In fact, it is due to the absence of heavy-handed government regulation that the Internet has grown and innovated freely and rapidly.
Moreover, broadband access providers – our nation’s telephone, cable television, and wireless companies – are spending billions of dollars to deploy broadband, and have plans to spend billions more on the next generation of broadband networks.
These investments include new technologies that will greatly improve everyone’s Internet experience, further empowering our ability to use it for entertainment, political, religious, and educational purposes. Given the investment by broadband providers in creating and maintaining Internet infrastructure, it is reasonable for them to request that content providers pay their fair share for the services they use.
Brownback is confusing the broader argument about Net Neutrality, allowing data equal access on a network, regardless of its source, affiliation, or potential competitiveness with a provider’s own products and services, with the bandwidth Cap ‘n Tier problem Jeremy wrote about. But Net Neutrality and Cap ‘n Tier are effectively kissing cousins: they go hand in hand. As we’ve seen in Time Warner Cable’s Subscriber Agreement, they exclude their own Digital Phone product from Cap ‘n Tier while subjecting other competitors to it, if/when implemented. They also reserve the right to throttle speeds, limit consumption, or impose overlimit fees for exceeding usage allowances.

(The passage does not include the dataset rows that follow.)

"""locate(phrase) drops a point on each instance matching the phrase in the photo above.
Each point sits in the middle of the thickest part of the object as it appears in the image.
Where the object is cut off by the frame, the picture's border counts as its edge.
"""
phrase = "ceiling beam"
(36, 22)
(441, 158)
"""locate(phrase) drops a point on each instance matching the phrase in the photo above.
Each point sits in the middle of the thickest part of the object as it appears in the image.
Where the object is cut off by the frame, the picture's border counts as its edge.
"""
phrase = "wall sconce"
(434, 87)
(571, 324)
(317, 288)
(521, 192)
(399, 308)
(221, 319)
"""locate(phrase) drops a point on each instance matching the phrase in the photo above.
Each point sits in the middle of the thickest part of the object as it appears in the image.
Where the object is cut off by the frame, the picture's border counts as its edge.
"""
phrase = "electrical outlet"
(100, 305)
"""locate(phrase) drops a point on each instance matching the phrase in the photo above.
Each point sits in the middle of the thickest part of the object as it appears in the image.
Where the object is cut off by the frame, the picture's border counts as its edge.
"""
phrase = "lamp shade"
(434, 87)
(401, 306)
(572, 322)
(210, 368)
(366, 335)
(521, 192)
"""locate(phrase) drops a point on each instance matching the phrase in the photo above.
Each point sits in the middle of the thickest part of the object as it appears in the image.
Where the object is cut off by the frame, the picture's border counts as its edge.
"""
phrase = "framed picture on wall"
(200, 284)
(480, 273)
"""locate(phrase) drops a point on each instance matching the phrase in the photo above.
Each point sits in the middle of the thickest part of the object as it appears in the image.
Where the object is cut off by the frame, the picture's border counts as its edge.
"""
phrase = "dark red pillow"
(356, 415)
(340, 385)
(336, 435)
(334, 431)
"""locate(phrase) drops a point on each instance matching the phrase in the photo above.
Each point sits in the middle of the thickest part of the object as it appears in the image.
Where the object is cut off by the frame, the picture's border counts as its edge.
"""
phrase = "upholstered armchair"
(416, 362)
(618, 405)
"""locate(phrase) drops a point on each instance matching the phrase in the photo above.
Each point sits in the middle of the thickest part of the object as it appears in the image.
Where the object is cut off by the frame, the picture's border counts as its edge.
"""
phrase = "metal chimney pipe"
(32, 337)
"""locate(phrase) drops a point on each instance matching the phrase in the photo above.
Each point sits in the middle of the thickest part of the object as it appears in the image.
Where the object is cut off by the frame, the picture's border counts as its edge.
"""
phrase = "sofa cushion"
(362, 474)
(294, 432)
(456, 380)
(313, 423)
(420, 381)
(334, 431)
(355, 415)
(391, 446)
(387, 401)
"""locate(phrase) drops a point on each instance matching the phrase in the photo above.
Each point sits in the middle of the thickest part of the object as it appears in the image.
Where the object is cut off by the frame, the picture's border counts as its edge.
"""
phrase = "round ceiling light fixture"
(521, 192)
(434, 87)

We’ve also seen a direct link between the growth of online video, the cable industry’s concern they will lose cable TV subscriptions to online free video, and attempts to charge higher prices and/or limit use of the net as a way to address the online video “problem.” Scaring subscribers away from watching online video without fear of overlimit fees is a fine way to “keep the lid on.”
What America has come to discover in the last year is that free market competition is fine, but the absence of common sense oversight and regulation means runaway profiteering and customer abuse, often in markets that lack competitive choice on equal terms.
Brownback may also not realize that cable companies often have an ownership interest in the content producers, and they have a vested interest in retaining control over that content. Unlike content producers like Hulu, who do not charge any fees to access their content, the broadband provider itself does, raking in billions in profits using today’s broadband model. Consumption based billing with paltry tiers of service simply guarantees a Money Party of even higher profits, leaving consumers with unaffordable broadband, limited access to innovative online content, and vague, potentially empty promises to perform those revolutionary upgrades Brownback writes about, ‘sometime later.’
Brownback, despite events in the news showing telecom companies throwing rural customers under the bus (Verizon in particular), still believes the only way rural Kansans will obtain broadband is letting the providers do whatever they want:
We must keep the Internet free of unnecessary government regulations. Our current approach of allowing market forces to operate has benefitted all Americans with rapid broadband deployment, and Internet speeds that were unimaginable just several years ago. The Congress and the Federal Communications Commission should not harm progress by allowing the government, rather than the competitive market, to choose business models. Keeping the Internet free of the heavy-hand of government promotes innovation and broadband deployment by giving our nation’s cable, telephone, and satellite companies much needed flexibility to invest in their networks and meet the demands of consumers. It is this approach that will bring broadband to rural communities and will ensure that all Americans have the best online experience possible.
Kansas is hardly the cutting edge of America’s broadband. In Brownback’s own state, broadband backwaters are common with very slow speeds, heavily capped and expensive providers like Sunflower in Lawrence, or an attitude in most of the state’s cities that “this is good enough, they don’t need more.” Large swaths of the state remain stuck with dial-up. If this is the broadband celebration Brownback is throwing for his own constituents, voters should just remember he spends most of his time in Washington, which does fine online, with several competitive choices and very fast speeds.
Perhaps at the next election, should he not revise his position, voters may want to see to it that Sen. Brownback spends a lot more time at home in Kansas with 1.5Mbps DSL for $44 a month, and find someone else to represent their interests.